Teves pushes sin tax reforms, cites 82% Pinoys ok higher cigarette taxes
Finance secretary Margarity Teves continued to push for revisions to the law on sin taxes to raise additional P90 to P120 billion revenues in the next 3 years.
In a gathering of Filipino businessmen on Friday, Teves cited a survey, commissioned by the health department and conducted by polster Social Weather Station in 2007, showing that 82 percent of Filipinos were in favor of increasing cigarette taxes.
"This proposal is probably the most acceptable to the Filipino public of all the proposed revenue enhancement measures because we are increasing tax on vices," Teves told the businessmen.
Teves said he wants Congress to approve the increases on "sin taxes" in the first quarter of the year, alongside proposals to rationalize fiscal incentives, simplify the income tax system, and remove the salary cap on tax and customs personnel.
Teves said the increase in the tax on alcohol and tobacco products alone would generate as much as P30 billion ($635 million) in additional revenues in the first year of its implementation.
The government hopes to keep the budget shortfall below P102 billion this year after an estimated P75 billion deficit in 2008 through fiscal reforms, including improvements in the sin tax system.
"Half of the projected additional revenues would come from the proposed increase in sin taxes. Again, we are advocating this measure because this is probably the most acceptable tax measure to our people and has the biggest revenue impact," he said.
Simpler
Teves said a number of pending bills in congress would simply the current complex sin tax system to a simpler one.
The proposal, Teves said, imposes a two-tier system on the first year and a single rate on the second year in the case of cigarettes.
The current four-tier system was based on a mix of specific and ad valorem system in place since 1997 wherein cigarette brands are classified into four categories--low, medium, high, and premium--based on their net retail price.
The four-tier system slaps lower taxes on certain locally manufactured cigarette brands, such as those by market leader Fortune Tobacco.
At the extreme, there is a 640 percent tax differential between low-priced and premium-priced brands.
Based on a study by the International Monetary Fund, the Philippines has the lowest tobacco excise tax in the Asia Pacific region.
The proposed simpler tax system, Teves said, could raise P20 billion to P30 billion on the first year, P30 billion to P40 billion on the second year, and P40 billion to P50 billion on the third year.
It could raise P60 billion to P70 billion annually starting the fourth year for the national coffers.
Fiscal status
Additional income from the four proposed revenue schemes would go a long way in helping the government sustain fiscal improvements, which were largely achieved due to spending cuts. But economists said he would find it difficult to push the policies through Congress.

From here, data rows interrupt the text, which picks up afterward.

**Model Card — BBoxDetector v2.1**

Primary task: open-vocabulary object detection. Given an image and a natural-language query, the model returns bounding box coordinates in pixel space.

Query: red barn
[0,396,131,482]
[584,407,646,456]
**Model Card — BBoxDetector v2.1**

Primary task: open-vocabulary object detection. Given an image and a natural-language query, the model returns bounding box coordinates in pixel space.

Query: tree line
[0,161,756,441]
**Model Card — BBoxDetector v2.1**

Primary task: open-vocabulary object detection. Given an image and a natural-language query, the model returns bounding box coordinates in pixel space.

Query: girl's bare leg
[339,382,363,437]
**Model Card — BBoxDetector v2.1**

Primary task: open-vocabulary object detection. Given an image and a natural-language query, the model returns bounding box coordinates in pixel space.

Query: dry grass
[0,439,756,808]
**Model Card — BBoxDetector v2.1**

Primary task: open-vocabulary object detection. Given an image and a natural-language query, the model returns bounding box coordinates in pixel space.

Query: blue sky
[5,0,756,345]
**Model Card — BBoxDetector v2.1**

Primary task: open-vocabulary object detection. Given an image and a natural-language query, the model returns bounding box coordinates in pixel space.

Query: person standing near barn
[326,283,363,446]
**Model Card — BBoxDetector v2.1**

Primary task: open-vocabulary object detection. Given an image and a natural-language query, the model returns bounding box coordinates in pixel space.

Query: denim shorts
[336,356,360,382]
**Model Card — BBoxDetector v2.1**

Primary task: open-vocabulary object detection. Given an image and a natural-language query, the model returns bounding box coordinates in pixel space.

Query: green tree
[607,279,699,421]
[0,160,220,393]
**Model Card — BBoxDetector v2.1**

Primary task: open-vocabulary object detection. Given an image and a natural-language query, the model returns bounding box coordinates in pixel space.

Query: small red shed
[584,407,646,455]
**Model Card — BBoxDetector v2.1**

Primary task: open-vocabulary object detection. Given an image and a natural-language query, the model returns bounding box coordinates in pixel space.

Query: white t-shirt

President Gloria Macapagal Arroyo signed RA 9334 otherwise as the indexation of excise tax of sin products such as alcohol and tobacco products last December of 2004 prescribing tax increases every two years until 2011 which is an equivalent of a percentage increase with a specific component.
Teves sought the help of major business organizations led by the Philippine Chamber of Commerce and Industry to ensure the passage of key legislative measures including the rationalization of fiscal incentives, the exemption of the Bureau of Internal Revenue and the Bureau of Customs form the Salary Standardization Law, and the simplified net income tax scheme.
'If Teves is able to get his timetable, at least one of them is approved, that augurs well for the fiscal side on a long term basis, and therefore the credit standing of the country should be intact despite the difficult economic environment,' said Joey Cuyegkeng, an economist with ING bank in Manila.
'But again, the lobbies are strong from both sides,' he added
Cuyegkeng added that the Philippines' tax to GDP ratio was lower than its neighbors in Southeast Asia and this needed to be rectified.
The government aims to increase the country's tax effort -- tax collected as a percentage of gross domestic product -- to 14.7 percent from an estimated 14.5 percent in 2008, Teves said.
Credit rating firms Fitch and Standard & Poor's have said the Philippine risks losing its fiscal achievements unless it improves revenue collection, curb widespread tax evasion, smuggling and corruption.
Based on preliminary government data, at least 12 percent or 70,000 corporations registered with the Philippine Securities and Exchange Commission are not listed with the Bureau of Internal Revenue (BIR), Teves said.
The finance chief said his office was also looking at technology-based measures to plug tax leakages, such as allowing the use of credit cards to pay taxes, and modernizing the systems of the BIR's regional offices.